# Homework 4: Practical analysis with BioPython

For the homework, you are going to extend the code from the analysis of our FASTQ file in lectures 8 and 9.
Recall that the FASTQ file contains reads from a real sequencing run of influenza virus HA and NA genes.

The _actual sequences_ are as follows:

    5'-[end of HA]-AGGCGGCCGC-[16 X N barcode]-3'
    
or 

    5'-[end of NA]-AGGCGGCCGC-[16 X N barcode]-3'
    
The end of NA is:

    ...CACGATAGATAAATAATAGTGCACCAT
    
The end of HA is:

    ...CCGGATTTGCATATAATGATGCACCAT
    
The _sequencing reads_ (located in the FASTQ file) are from the reverse end of these actual sequences, so the first thing in the sequencing reads is the reverse complement of the barcode followed by the reverse complement of the constant sequence, etc.
The reads can originate from **either** HA or NA, and that will be distinguished by the most 3' end of the read.
But in our example exercise in class, we did not distinguish among reads matching to HA and NA, as we didn't even look far enough into the read to tell the identity.
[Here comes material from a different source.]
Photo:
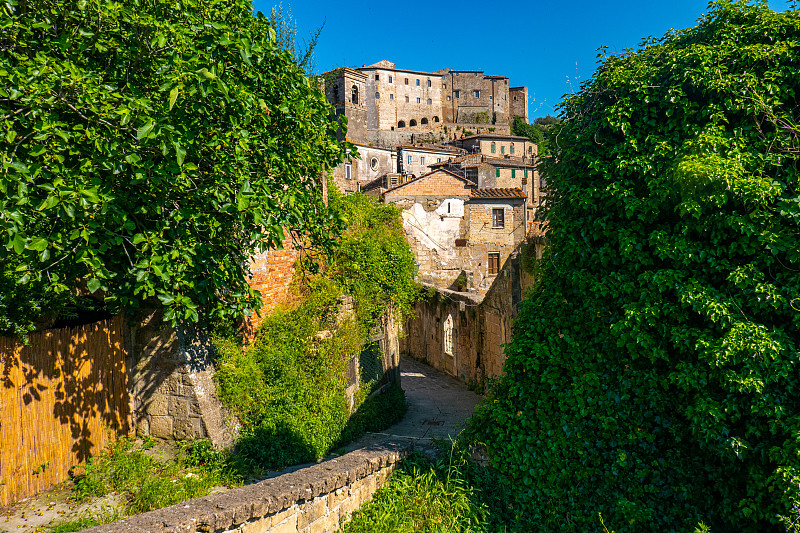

For the homework, your goal is to write code that extends the material from lectures 8 and 9 to also distinguish between HA and NA.
This homework can be completed almost entirely by re-using code from lecture 9. You will need to set up your analysis to do the following:
 1. Get the reverse complement of each read.
 2. Determine if it matches the expected pattern for HA and NA, and if so which one.
 3. If it matches, extract the barcode and add it to a dictionary to keep track of counts.
 4. Determine the number and distribution of barcodes for HA and NA separately.

Please include code to address each of the following questions. Please include code comments to explain what your code is attempting to accomplish. Don't forget to include references to the sources you used to obtain your answer, including your classmates (if you are working in groups).  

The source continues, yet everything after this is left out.